Professor Jose M. Cruz, who received 5 degrees from UMass Amherst, including his PhD in 2004 from the Isenberg School with a concentration in Management Science, is the recipient of the 2013 UConn School of Business Graduate Teaching Award. In addition, he will be the Director of the UConn M.S. in Business Analytics and Project Management for the next two years and continues as an Ackerman Scholar until 2014.
Professor Cruz in 2010 received the Undergraduate Teaching Award from UConn's School of Business. We hosted him in our UMass Amherst INFORMS Student Chapter Speaker Series last December and his talk on how to get a tenure-track job and then get tenure was brilliant. When he shared the above great news with me he noted how much his education at UMass Amherst has helped him in his success (and as his PhD dissertation advisor, I could not be prouder).
Amir H. Masoumi will be receiving his PhD this coming Friday in Graduate Ceremonies at UMass Amherst, an event I am very much looking forward to, since now the advisor will be hooding the PhD recipient. This event will take place at the grand Mullins Center in the morning. Amir had requests for over a dozen on campus interviews when he was on the job market this past year and will be assuming a tenure-track faculty position at the School of Business at Manhattan College. He, together with Professor Min Yu, who graduated with her PhD last year (I was also her advisor), Professor Ladimer S. Nagurney of the University of Hartford, and me, had our book, Networks Against Time: Supply Chain Analytics for Perishable Products, published in 2013. This was a great supernetwork team effort!
Also, the special issue of Computational Management Science on Financial Networks, which I guest edited, is now in production. It will be a double issue consisting of 8 papers and I am so grateful to the authors (and the anonymous reviewers) for assistance in this big effort. My editorial, which discusses the papers in this special issue, can be accessed and read here.
Professor Dmytro Matsypura of the School of Business at the University of Sydney has been granted a sabbatical and will be visiting the University of Pittsburgh for two months. He, along with several other Center Associates, including Professor Tina Wakolbinger of the Vienna University of Economics and Business, will be presenting research at the Euro-INFORMS Conference in Rome, Italy this summer. Professor Wakolbinger spoke in our series this past February, after the AAAS Dynamics of Disasters Symposium in Boston with other OR/MS and Engineering luminaries such as Professors Laura McLay, Panos M. Pardalos, David McLaughlin, and Jose Holguin-Veras.
And speaking of conferences, I wrote about the wonderful Computational Management Science Conference in Montreal that I recently returned from, which overlapped by a day with the POMS Conference in Denver. My doctoral student, Dong "Michelle" Li did a great job presenting our latest work on medical nuclear supply chains and pharmaceutical supply chains with outsourcing there.
Michelle Li with Center Associate Professor Patrick Qiang of Penn State Malvern at POMS in Denver and with two other doctoral students in Management Science from the Isenberg School in first photo below.
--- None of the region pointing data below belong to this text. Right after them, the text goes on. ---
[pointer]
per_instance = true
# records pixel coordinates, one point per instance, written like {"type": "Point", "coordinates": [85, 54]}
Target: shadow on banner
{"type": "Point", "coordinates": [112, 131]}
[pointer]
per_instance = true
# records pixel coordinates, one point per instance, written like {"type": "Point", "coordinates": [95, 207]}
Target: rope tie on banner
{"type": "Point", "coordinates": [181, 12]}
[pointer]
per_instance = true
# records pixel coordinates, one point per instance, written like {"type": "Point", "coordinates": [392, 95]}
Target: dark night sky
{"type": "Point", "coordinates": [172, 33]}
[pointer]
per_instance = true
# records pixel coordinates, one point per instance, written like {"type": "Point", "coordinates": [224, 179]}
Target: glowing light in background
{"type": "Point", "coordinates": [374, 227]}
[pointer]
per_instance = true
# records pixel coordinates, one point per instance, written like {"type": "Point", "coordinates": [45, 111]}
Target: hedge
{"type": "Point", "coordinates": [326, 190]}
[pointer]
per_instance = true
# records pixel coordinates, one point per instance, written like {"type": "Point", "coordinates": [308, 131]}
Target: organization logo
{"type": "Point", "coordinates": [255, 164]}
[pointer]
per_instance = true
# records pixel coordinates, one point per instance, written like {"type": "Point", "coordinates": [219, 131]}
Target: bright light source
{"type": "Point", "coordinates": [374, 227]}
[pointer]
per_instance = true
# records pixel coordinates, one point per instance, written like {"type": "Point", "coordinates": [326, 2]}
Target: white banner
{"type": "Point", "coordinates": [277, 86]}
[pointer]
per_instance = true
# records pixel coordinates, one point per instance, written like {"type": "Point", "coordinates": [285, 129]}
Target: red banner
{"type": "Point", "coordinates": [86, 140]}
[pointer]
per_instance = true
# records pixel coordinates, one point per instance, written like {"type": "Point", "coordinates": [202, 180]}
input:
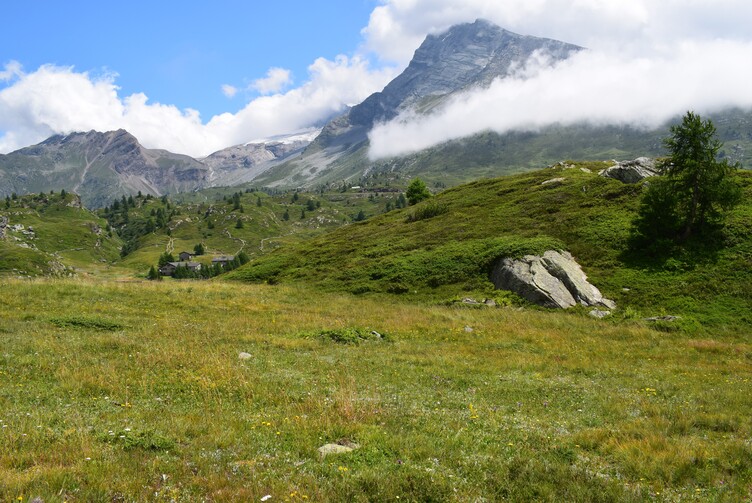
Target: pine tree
{"type": "Point", "coordinates": [696, 191]}
{"type": "Point", "coordinates": [417, 192]}
{"type": "Point", "coordinates": [153, 274]}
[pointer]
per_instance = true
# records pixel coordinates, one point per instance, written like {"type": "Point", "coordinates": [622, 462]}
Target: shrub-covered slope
{"type": "Point", "coordinates": [444, 247]}
{"type": "Point", "coordinates": [52, 234]}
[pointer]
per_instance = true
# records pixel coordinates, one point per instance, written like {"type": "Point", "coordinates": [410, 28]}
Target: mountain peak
{"type": "Point", "coordinates": [465, 56]}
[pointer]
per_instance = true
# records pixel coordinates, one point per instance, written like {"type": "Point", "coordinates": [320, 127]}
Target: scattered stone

Michelle with Professor Dayo Shittu, UMass Amherst PhD in Industrial Engineering, who is now a Professor at Tulane University at POMS in photo above.
Our work on our big multi-institution, collaborative NSF project: Network Innovation Through Choice continues and our paper, The Cyber-Physical Marketplace: A Framework for Large-Scale Horizontal Integration in Distributed Cyber-Physical Systems,Tilman Wolf, Michael Zink, and Anna Nagurney, will kick-off The Third International Workshop on Cyber-Physical Networking Systems, in Philadelphia, in July.
And, speaking of graduations -- what a happy time of the year this is for the graduates, their proud family members, and professors. I will be back at the School of Business, Economics and Law at the University of Gothenburg in Sweden soon, as part of my sabbatical this year, and will be giving (for the second year in a row) the graduate commencement address there. The next day, I will fly to Athens, Greece to give a plenary on our NSF project at the Network Models in Economics and Finance conference.
No two days for an academic are ever alike and this is one aspect of the academic life that makes it an honor and truly special.